Unfortunately there aren’t many R-packages that implement sentiment analysis for the dutch language. The DutchSentimentAnalysis package fills this void. It is easily installable via Github and provides easy to use functions, exemplary data, and comprehensive documentation.
The sentiment analyses are performed by a classification algorithm that uses a dutch sentiment dictionary to quantify attitudes and opinions. The sentiment dictionary contains 5190 words that are classified on a scale from -2 to 2, where positive/negative scores indicate positive/negative emotional value.
The emotional classification algorithm evaluates the similarity between textual input and words occuring in the dictionary and rates text on sentimental value. It intelligently takes negation into account (e.g. ‘niet goed’) and has high predictive validity.
Name: Glenn Hiemstra
Email: Glenn.Hiemstra@gmail.com
# Install the external package 'vwr' since it is not available on CRAN
remotes::install_url("https://raw.githubusercontent.com/Glender/DutchSentimentAnalysis/main/inst/script/vwr_0.3.0.tar.gz")
# assure stringr is the correct pkg version
devtools::install_version("stringr", version = "1.4.0", repos = "http://cran.us.r-project.org")

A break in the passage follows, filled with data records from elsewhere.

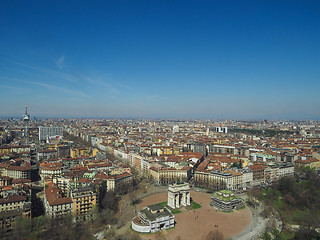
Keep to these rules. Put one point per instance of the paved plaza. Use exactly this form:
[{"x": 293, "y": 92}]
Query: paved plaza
[{"x": 195, "y": 224}]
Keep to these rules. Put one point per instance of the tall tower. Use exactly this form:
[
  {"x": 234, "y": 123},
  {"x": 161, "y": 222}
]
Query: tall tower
[{"x": 26, "y": 120}]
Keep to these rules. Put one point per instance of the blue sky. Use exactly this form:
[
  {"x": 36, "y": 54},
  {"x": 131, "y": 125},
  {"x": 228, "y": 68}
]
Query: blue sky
[{"x": 163, "y": 59}]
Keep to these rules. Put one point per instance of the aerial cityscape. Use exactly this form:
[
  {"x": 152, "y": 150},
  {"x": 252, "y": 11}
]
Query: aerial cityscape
[{"x": 160, "y": 120}]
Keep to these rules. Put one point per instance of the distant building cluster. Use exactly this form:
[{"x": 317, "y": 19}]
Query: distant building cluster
[{"x": 73, "y": 175}]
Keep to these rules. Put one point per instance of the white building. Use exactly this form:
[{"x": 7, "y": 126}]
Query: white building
[
  {"x": 152, "y": 219},
  {"x": 48, "y": 132}
]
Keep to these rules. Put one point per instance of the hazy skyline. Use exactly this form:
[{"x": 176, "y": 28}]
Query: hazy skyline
[{"x": 162, "y": 59}]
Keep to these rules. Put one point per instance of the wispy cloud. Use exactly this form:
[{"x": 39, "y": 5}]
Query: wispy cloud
[
  {"x": 104, "y": 81},
  {"x": 13, "y": 88},
  {"x": 56, "y": 88},
  {"x": 58, "y": 74},
  {"x": 60, "y": 61}
]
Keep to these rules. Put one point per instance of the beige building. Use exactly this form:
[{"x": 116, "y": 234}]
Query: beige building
[{"x": 83, "y": 202}]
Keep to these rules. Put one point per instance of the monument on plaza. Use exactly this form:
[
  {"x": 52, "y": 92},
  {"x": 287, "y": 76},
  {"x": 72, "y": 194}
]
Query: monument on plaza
[{"x": 179, "y": 195}]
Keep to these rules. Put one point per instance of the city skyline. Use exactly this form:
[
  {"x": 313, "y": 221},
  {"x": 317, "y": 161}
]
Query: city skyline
[{"x": 161, "y": 59}]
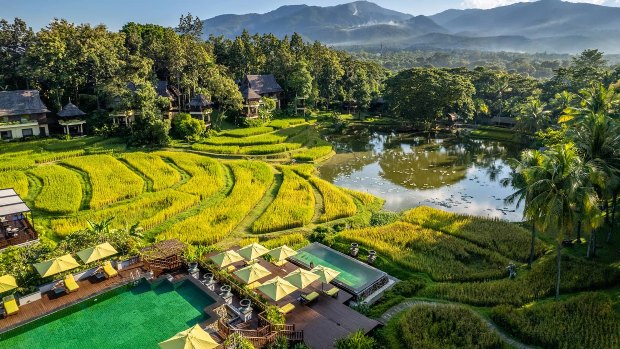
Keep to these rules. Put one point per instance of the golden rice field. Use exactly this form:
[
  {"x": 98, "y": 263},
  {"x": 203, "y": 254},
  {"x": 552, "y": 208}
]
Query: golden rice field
[
  {"x": 110, "y": 180},
  {"x": 293, "y": 206},
  {"x": 207, "y": 175},
  {"x": 61, "y": 190},
  {"x": 154, "y": 168},
  {"x": 16, "y": 180},
  {"x": 215, "y": 222},
  {"x": 508, "y": 239},
  {"x": 442, "y": 256},
  {"x": 148, "y": 210}
]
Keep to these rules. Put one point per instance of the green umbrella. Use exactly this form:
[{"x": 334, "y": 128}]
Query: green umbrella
[
  {"x": 226, "y": 258},
  {"x": 252, "y": 273}
]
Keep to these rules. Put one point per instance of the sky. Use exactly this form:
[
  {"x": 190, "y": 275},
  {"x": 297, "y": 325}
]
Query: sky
[{"x": 115, "y": 13}]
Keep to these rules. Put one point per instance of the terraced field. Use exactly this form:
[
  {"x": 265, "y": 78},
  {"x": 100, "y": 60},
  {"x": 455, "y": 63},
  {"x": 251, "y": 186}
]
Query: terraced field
[{"x": 176, "y": 194}]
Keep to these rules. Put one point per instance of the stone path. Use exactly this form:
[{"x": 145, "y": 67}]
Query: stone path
[{"x": 404, "y": 305}]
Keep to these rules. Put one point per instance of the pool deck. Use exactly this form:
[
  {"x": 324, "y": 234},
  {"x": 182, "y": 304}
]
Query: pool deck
[
  {"x": 325, "y": 320},
  {"x": 49, "y": 303}
]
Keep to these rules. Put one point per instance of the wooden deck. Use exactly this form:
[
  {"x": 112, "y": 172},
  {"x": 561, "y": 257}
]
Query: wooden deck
[
  {"x": 49, "y": 303},
  {"x": 325, "y": 320}
]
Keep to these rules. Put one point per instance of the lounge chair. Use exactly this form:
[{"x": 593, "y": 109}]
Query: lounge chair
[
  {"x": 309, "y": 298},
  {"x": 108, "y": 270},
  {"x": 285, "y": 309},
  {"x": 10, "y": 305},
  {"x": 70, "y": 283},
  {"x": 254, "y": 285},
  {"x": 332, "y": 292}
]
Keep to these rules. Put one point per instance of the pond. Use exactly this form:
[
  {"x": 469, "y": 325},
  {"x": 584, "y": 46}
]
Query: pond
[{"x": 450, "y": 173}]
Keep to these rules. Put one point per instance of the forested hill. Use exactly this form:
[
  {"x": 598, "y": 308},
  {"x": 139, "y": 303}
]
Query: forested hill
[{"x": 541, "y": 26}]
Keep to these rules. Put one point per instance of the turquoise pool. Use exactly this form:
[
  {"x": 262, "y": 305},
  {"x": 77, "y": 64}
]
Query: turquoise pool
[
  {"x": 127, "y": 317},
  {"x": 355, "y": 276}
]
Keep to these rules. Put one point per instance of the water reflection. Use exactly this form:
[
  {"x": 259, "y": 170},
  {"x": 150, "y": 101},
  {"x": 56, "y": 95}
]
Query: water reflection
[{"x": 459, "y": 175}]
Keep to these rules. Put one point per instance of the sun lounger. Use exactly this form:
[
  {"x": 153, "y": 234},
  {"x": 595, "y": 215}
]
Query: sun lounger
[
  {"x": 287, "y": 308},
  {"x": 108, "y": 270},
  {"x": 10, "y": 305},
  {"x": 70, "y": 283},
  {"x": 309, "y": 298},
  {"x": 332, "y": 292}
]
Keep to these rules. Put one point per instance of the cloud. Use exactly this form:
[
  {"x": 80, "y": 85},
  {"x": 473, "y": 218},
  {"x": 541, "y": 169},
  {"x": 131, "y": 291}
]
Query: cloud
[{"x": 496, "y": 3}]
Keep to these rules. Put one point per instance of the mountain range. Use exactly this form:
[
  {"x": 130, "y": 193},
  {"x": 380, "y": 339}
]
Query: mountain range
[{"x": 541, "y": 26}]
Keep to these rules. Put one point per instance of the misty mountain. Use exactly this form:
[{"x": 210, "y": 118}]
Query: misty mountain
[{"x": 542, "y": 26}]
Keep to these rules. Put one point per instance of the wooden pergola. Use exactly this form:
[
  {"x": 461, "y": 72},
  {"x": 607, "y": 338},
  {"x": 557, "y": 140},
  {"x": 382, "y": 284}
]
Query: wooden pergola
[{"x": 163, "y": 256}]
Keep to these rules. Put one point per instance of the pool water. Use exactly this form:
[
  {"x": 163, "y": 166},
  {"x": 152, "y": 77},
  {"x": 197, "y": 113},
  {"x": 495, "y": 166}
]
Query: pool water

# Install the cutting edge development version from GitHub:
# install.packages("devtools")
devtools::install_github("Glender/DutchSentimentAnalysis")
library(DutchSentimentAnalysis)
#> Emotions do not lie
library(tibble)
# create vector with character data
text <- c(
"Ik vond de film matig",
"De acteurs waren niet slecht",
"Maar het script was allesbehalve goed",
"Die kende geen spanning",
"Zoals je van Tarantino verwacht was het plot fantastisch",
"Gelukkig waren de bioscoopkaarten goedkoop"
)
# use the function
dutch_sentiment_analysis(text)
#> [1] -2.0 2.0 -1.0 -1.0 2.0 0.5
# or put the results in a dataframe
tibble(
lines = text,
scores = dutch_sentiment_analysis(text),
label = dutch_sentiment_analysis(text, output = "label")
)
#> # A tibble: 6 x 3
#> lines scores label
#> <chr> <dbl> <chr>
#> 1 Ik vond de film matig -2 negative
#> 2 De acteurs waren niet slecht 2 positive
#> 3 Maar het script was allesbehalve goed -1 negative
#> 4 Die kende geen spanning -1 negative
#> 5 Zoals je van Tarantino verwacht was het plot fantastisch 2 positive
#> 6 Gelukkig waren de bioscoopkaarten goedkoop 0.5 positive
If you want to find the sentiment scores of a single word, you can do the following:
# write some words that you want to lookup
words <- c("goed", "slecht", "lekker")
get_word_sentiment(words)
#> [1] 1 -2 2
# You can also consult the dictionary itself with:
tail(dutch_sentiment_dictionary)
#> # A tibble: 6 x 2
#> word score
#> <chr> <dbl>
#> 1 zwijnepan -2
#> 2 zwijnestal -2
#> 3 zwijnezooi -2
#> 4 zwijnjak -2
#> 5 zwijntje -1
#> 6 zwoegen 1
To illustrate that the dutch sentiment analysis enjoys strong predictive validity, we show that sentiment scores correlate strongly with related measurements. For that purpose we analyze a dataset containing product reviews of earphones. Besides the users opinion of the earphones, reviewers also provided their feedback in the form of a 5-star rating. If our sentiment analysis has predictive value, the scores of the sentiment analysis on the product review should correlate with the results of the 5-star rating. Let’s find out.
# look at the data
head(product_reviews)
#> # A tibble: 6 x 2
#> Star_rating Product_review
#> <dbl> <chr>
#> 1 1 Doordat het artikel zo slecht verpakt wordt komt het product kapo…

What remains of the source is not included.